Technique. L’invention de la machine taille-douce permet d’imprimer six couleurs à la fois. Elle est réservée aux oeuvres graphiques dessinées. Tandis que l’héliogravure est utilisée pour les couleurs vives et les aplats. Avec cette série artistique, le timbre passe du format 36 x 48 mm, soit le double du format usuel. Petit couac: en 1986, Pierre Soulages souhaite que la représentation de son oeuvre ne soit pas interrompue par les marges entre les timbres. Après de nombreux problèmes d’impression, l’option de l’héliogravure est retenue. Mais Soulages refuse le résultat et le timbre sera finalement imprimé en taille-douce. Ses commentaires rigoureux sont annotés sur les épreuves test et prouvent à quel point l’artiste s’est impliqué dans tout le processus de reproduction de son oeuvre…!
Si le timbre-poste s’affiche comme un support artistique, les autres référents postaux (boîte à lettre, sac postal, carte postale, colis, enveloppe, lettre) ont également inspirés les artistes.
Précision. Il ne faut pas confondre le mail art et l’art postal. Le premier répond à des conditions très précises: il faut que l’oeuvre soit acheminée par La Poste, dûment affranchie, oblitérée, adressée à un destinataire et comporte l’adresse de l’expéditeur. Alors que l’art postal découle de l’utilisation détournée d’objets ou matériaux liés à La Poste. Citons par évidence Marcel Duchamp avec son oeuvre intitulée Boîte alerte, missives lascives (1959-60). Le roi du détournement d’objets quotidiens pour les faire entrer dans le domaine de l’art a ici utilisé une boîte aux lettres comme contenant du catalogue de la 8e Exposition Internationale du Surréalisme.
Un autre exemple serait les boîtes aux lettres de l’artiste mexicain Saul Kaminer qui les érige en totem en terre. Skall les recouvre de paillettes (Boîtes de lumières, 1995). Ben écrit dessus à la gouache (Informations secrètes sur l’art).
La carte postale représente le medium artistique favori des Futuristes, des Surréalistes (cf. exposition du Jeu de Paume), de Joseph Beuys (Projet de carte postale, 1975, représentant une pomme détournée en mappemonde) ou Yves Klein.
Concernant le timbre, Véronique Boyens l’utilise comme symbole du voyage, avec des photographies représentant plusieurs visages de la même femme plus ou moins recouverts de timbres provenant de pays tous plus exotiques les uns que les autres. Yves Yacoël réalise quant à lui un pliage à partir d’une planche de 100 timbres à 5 centimes pour former un gant (Gant postal, 1984). Arman accumule des timbres dans de la résine insérée dans une boîte de plexiglas.

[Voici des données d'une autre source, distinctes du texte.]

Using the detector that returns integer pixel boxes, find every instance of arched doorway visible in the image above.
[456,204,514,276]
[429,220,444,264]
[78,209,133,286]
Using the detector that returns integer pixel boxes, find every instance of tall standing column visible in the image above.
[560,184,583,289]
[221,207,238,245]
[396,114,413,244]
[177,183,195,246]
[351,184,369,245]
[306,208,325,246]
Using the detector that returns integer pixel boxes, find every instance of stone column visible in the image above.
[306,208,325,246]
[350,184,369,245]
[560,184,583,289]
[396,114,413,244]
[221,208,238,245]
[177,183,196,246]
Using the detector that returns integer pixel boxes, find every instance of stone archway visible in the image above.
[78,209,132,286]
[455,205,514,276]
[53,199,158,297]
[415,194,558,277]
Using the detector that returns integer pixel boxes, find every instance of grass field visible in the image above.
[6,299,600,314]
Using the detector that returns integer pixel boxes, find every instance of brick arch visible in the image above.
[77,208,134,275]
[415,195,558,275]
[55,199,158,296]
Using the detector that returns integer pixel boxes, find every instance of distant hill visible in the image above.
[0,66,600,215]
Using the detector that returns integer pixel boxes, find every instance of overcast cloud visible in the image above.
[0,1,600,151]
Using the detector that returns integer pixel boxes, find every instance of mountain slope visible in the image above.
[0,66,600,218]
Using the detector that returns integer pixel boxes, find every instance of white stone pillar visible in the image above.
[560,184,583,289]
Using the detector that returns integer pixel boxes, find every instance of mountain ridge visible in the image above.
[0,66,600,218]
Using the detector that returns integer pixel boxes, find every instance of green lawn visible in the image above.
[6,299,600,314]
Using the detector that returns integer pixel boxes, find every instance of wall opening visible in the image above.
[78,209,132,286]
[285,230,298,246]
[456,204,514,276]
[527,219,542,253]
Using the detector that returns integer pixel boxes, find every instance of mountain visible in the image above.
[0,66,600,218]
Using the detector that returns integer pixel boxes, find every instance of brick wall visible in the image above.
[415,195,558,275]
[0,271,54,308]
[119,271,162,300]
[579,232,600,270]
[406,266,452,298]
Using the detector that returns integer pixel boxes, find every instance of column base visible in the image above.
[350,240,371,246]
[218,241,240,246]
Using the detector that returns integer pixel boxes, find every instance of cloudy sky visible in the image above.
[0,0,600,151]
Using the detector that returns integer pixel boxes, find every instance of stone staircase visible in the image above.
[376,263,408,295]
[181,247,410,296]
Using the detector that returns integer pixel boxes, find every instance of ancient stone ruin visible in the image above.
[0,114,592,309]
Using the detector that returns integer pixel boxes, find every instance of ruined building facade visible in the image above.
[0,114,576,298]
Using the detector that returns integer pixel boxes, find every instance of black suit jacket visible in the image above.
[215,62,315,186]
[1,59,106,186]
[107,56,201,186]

Pierre Alechinsky s’intéresse aux lettres et dessine dessus. César compresse des chèques postaux. Paul Amar réalise un tableau des fonds-marins avec des coquillages peints (2008), représentant la faune et la flore sous-marines, étiquetées des slogans de La Poste (« La Poste facilite la vie », « Bougez avec La Poste », « Bienvenue à La Poste », » La mission de La Poste c’est d’apporter le courrier jusqu’au bout du dernier chemin creux », etc.) que l’on peut interpréter plus ou moins ironiquement en fonction de son expérience personnelle!
Assez parlé, je vous laisse la surprise de découvrir l’oeuvre interactive et musicale qui s’expérimente en marchant dessus…
Une exposition qui rassemble plus de 150 oeuvres majeures qui donne à voir les liens entre l’art et La Poste. « La Poste inspire des Artistes », une association pas évidente au premier abord mais qui se révèle fructueuse!